Lehnen sie sich auf, so gibt ihnen dieser Gott im religiösen Sinn den Druck, den ihre Atmosphäre braucht — das ist das letzte Geheimnis des menschlichen Gottesbegriffs, und er ist tief, denn er erklärt sich unmittelbar aus Energiezuständen, Gravitationsvorgängen unsrer innren Welt. Glaube ist der Druck, durch den die Milliarden Weltkörper, die mein Ich bilden, zu einer Einheit gezwungen werden. Auch wer glaubt, zersetzt sich wohl, aber er hat eine Gewißheit: daß die Zentralachse, um die er sich dreht, bleibt und stärker ist als er. Das Bedürfnis der Menschen nach Gehorsam und Unterordnung haben schon manche festgestellt, keiner als tiefste Beschaffenheit erklärt, denn wir treiben wohl Psychologie, aber nicht das, was uns noch zu entdecken bleibt, innre Physik, mathematische Seelengeographie — Seele ist ein Phänomen der kosmischen Physik.“

„Ihre Entdeckung, Lauda?“

„Mag sein, ich weiß es nicht, meine Entdeckung für mich jedenfalls.“

„Da Sie die Unterordnung für die tiefste Beschaffenheit des menschlichen Organismus ansehn, bleibt noch immer unerklärt, wie Sie und Ihresgleichen, die Sie so stolz Heiden nennen, ohne absoluten Glauben, Gott, Religion, nur mit relativem Glauben leben können.“

„Ziehn Sie selbst den Schluß: daß ich wie alle den tödlichsten Zersetzungen ausgesetzt bin, zwölfmal im Jahr den Tag habe, der mit Selbstmordgedanken entsetzlich gefüllt ist. Rettung ist immer wieder, daß der Wille, selbst Achse und Mittelpunkt zu sein, nicht zu unterliegen, suverän, männlich, ganz Energie zu bleiben, die Rolle des Gotts, also des Kristallisationspunkts, spielt.“

„Also kommen auch Sie nicht ohne Gott aus, sei es auch nur ein symbolischer?“

„So wahres Wort. Das Grundproblem, Hingabe oder Überlegenheit, Seelendunkel oder Klarheit, Feminität oder Männlichkeit nimmt Dimensionen an, in die alle Fragen stürzen.“

„Haben Sie in den zwei Jahren gearbeitet, Lauda?“

„Theaterstücke geschrieben? Nein. Auch Kunst stürzte in diesen Abgrund, denn sie beruht mehr als jede andre Tätigkeit auf Hingabe, Unterordnung, eifrigem Einheimsen der armen Ernte. Pathos, Leiden, Sentimentalität, Beredsamkeit, augenblickliche Lombardierung jeder kleinen Entdeckung auf seelischem Gebiet, das ist Kunst.

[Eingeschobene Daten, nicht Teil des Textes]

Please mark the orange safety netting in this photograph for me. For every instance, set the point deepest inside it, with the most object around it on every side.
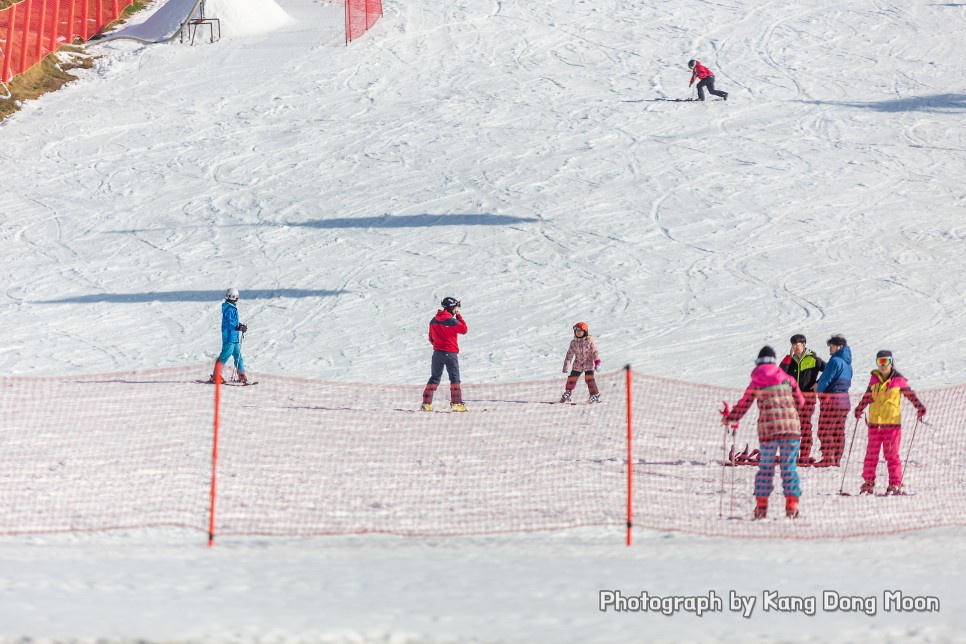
(31, 29)
(310, 457)
(360, 16)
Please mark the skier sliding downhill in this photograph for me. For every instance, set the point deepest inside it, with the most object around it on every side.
(585, 355)
(706, 76)
(231, 334)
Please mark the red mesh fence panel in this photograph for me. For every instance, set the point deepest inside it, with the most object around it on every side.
(304, 457)
(31, 29)
(360, 16)
(101, 452)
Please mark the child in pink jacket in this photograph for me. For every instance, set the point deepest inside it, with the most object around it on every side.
(585, 355)
(779, 430)
(883, 396)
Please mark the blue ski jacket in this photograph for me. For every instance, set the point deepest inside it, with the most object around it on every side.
(837, 377)
(229, 322)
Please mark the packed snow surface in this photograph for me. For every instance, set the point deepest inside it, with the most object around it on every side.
(521, 157)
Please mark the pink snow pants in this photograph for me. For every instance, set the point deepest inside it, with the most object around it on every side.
(886, 438)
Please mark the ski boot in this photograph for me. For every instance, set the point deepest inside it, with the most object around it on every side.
(742, 459)
(761, 510)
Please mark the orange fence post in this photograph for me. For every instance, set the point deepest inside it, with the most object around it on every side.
(630, 457)
(26, 34)
(214, 458)
(40, 30)
(71, 18)
(55, 26)
(7, 72)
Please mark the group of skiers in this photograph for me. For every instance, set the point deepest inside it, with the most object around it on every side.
(448, 324)
(786, 394)
(444, 331)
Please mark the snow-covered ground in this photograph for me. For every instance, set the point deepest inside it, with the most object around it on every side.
(512, 154)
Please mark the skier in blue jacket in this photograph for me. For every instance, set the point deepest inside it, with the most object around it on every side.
(231, 335)
(833, 397)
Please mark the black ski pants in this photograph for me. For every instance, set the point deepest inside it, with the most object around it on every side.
(709, 83)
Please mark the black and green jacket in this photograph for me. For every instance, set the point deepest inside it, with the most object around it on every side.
(804, 370)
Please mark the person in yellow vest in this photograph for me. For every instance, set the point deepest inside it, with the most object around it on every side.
(885, 391)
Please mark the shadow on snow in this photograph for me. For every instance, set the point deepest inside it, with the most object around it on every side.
(935, 103)
(190, 296)
(381, 221)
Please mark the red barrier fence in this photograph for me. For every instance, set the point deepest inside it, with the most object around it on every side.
(31, 29)
(306, 457)
(360, 15)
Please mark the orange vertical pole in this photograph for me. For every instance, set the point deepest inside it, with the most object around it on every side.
(72, 16)
(7, 70)
(40, 31)
(55, 27)
(26, 34)
(214, 458)
(630, 459)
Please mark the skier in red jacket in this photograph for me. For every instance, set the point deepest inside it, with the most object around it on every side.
(444, 331)
(706, 76)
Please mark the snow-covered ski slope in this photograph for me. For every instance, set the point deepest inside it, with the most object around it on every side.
(511, 154)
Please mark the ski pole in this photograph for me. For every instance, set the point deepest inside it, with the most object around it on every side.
(734, 431)
(855, 430)
(912, 440)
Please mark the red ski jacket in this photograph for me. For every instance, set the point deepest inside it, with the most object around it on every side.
(444, 329)
(700, 71)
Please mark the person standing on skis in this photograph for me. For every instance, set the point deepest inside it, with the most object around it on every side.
(231, 334)
(883, 396)
(833, 401)
(705, 79)
(779, 433)
(444, 331)
(804, 366)
(585, 355)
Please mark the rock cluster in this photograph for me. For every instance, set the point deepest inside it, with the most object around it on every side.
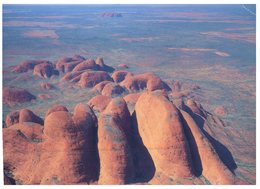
(135, 128)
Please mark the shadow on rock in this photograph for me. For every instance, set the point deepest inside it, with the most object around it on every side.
(144, 165)
(222, 151)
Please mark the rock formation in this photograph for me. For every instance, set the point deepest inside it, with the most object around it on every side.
(91, 78)
(147, 81)
(162, 133)
(65, 154)
(47, 86)
(120, 75)
(56, 108)
(45, 70)
(28, 65)
(16, 95)
(116, 163)
(99, 102)
(205, 156)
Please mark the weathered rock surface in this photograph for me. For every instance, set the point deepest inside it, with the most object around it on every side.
(148, 81)
(26, 115)
(67, 64)
(28, 65)
(66, 153)
(16, 95)
(205, 157)
(99, 102)
(56, 108)
(12, 118)
(120, 75)
(112, 89)
(161, 130)
(99, 87)
(88, 64)
(47, 86)
(45, 70)
(91, 78)
(116, 163)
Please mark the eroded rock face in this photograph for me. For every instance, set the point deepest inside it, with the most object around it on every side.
(122, 66)
(47, 86)
(89, 64)
(99, 87)
(196, 108)
(120, 75)
(103, 66)
(220, 110)
(205, 157)
(148, 81)
(45, 70)
(116, 164)
(131, 100)
(161, 130)
(91, 78)
(16, 95)
(28, 65)
(12, 118)
(99, 102)
(65, 152)
(56, 108)
(67, 64)
(26, 115)
(112, 89)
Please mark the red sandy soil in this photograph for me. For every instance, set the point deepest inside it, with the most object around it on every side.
(137, 129)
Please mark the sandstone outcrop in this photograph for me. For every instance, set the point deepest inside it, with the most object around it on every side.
(112, 89)
(67, 64)
(16, 95)
(120, 75)
(162, 133)
(47, 86)
(205, 156)
(28, 65)
(45, 70)
(56, 108)
(91, 78)
(64, 153)
(148, 81)
(116, 163)
(99, 102)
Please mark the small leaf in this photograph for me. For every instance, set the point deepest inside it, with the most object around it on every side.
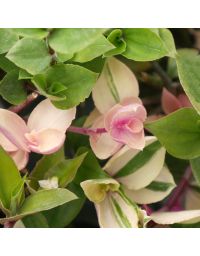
(44, 200)
(63, 215)
(31, 32)
(139, 160)
(77, 80)
(144, 44)
(97, 48)
(195, 164)
(188, 64)
(179, 133)
(9, 178)
(72, 40)
(30, 54)
(66, 170)
(7, 39)
(5, 64)
(12, 89)
(115, 37)
(43, 166)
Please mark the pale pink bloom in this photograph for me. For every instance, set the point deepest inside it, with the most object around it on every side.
(119, 110)
(124, 126)
(171, 103)
(44, 132)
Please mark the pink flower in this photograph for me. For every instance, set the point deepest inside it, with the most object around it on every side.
(44, 132)
(171, 103)
(124, 123)
(118, 110)
(124, 126)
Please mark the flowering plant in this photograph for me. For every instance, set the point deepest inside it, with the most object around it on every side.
(98, 127)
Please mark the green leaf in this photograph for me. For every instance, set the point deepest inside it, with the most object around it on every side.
(179, 133)
(37, 220)
(144, 44)
(77, 80)
(43, 166)
(42, 200)
(115, 37)
(66, 170)
(24, 75)
(38, 33)
(63, 215)
(97, 48)
(5, 64)
(139, 160)
(72, 40)
(90, 168)
(159, 186)
(12, 89)
(30, 54)
(7, 39)
(188, 64)
(9, 178)
(195, 164)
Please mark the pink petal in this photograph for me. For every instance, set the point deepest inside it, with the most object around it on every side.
(20, 158)
(45, 142)
(183, 99)
(47, 116)
(6, 144)
(169, 102)
(13, 128)
(102, 144)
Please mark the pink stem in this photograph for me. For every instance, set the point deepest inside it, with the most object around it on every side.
(86, 131)
(178, 191)
(16, 109)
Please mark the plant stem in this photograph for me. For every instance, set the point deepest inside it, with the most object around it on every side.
(86, 131)
(16, 109)
(163, 75)
(178, 191)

Sie kommen nicht weiter, sie nehmen sich so ernst, sie glauben tief zu sein, und haften an der Oberfläche der Erde, denn sie variieren das Gegebne, die Einzelexistenz, die lügnerische Individualität, alles was nicht primär, nur Manifestation ist. Das alles soll stürzen; kommt keiner zuvor, durch mein Denken. O, wie verlogen Künstler sind. Sie fühlen wohl die Zersetzung der Einheit des Ichs, aber sie haben nicht den Mut, von ihr zu reden, vielleicht haben sie nur die Kraft nicht. Wenn eine Wahrheit in ihnen einstürzt, fürchten sie, nicht mehr produzieren zu können, deshalb kleistern sie und lassen am Ende die alten Götter wieder aufleben. Sie würden sich schämen, zu gestehn, daß ihnen die Weltanschauung unter den Händen zerfließt; statt ihre Zerrissenheit zu gestalten, retten sie sich in die bequeme Heiligkeit des Lebens.“

„Seltsam. Ich will Sie mit jungen Künstlern bekannt machen, die dasselbe zu fühlen scheinen, von ihrer Kunst bitter sprechen, Verächter jener Malerexistenz, die unermüdlich die Dinge variiert; ihr Haß gilt dem Gegenständlichen; sie malen nicht mehr Existierendes, befremdende abstrakte Gebilde. Und ich kann Sie, wenn Sie nur wollen, mit vielen zusammenbringen, die auf irgendeinem menschlichen Gebiet Opposition treiben. Es ist, als habe der Krieg sie von überall her in der Schweiz versammelt.“

Schlaf im Silberfall des Brunnens und Rauschen der Bäume war beglückend; als sich das Jubeln der Vögel hineinmischte, erwachte Lauda.

Sonne war noch nicht sichtbar; hinter dem Brienzer Horn am jenseitigen Ufer leckte Gold herauf. An der Wand hing Schwinds Bürgermädchen, das in kurzem Rock die Läden zur Sonne aufstößt; er tat wie es, fühlte sich nicht weniger kindlich. Doch dann kam Bewußtsein der Wirklichkeit; sie war nicht so reinlich, denn es war der Knabe da, sein Kind. Frau Hannah erhob zwar keinen Anspruch auf ihn, er war ihr Gast, der in keines Mannes Frieden einbrach, von Graumann war sie geschieden. Und doch war es geschmacklos, sich in diese Situation zu begeben, weil sie zu nah legte, das Familienleben fortzusetzen, sei es auch nur ein unverbindliches.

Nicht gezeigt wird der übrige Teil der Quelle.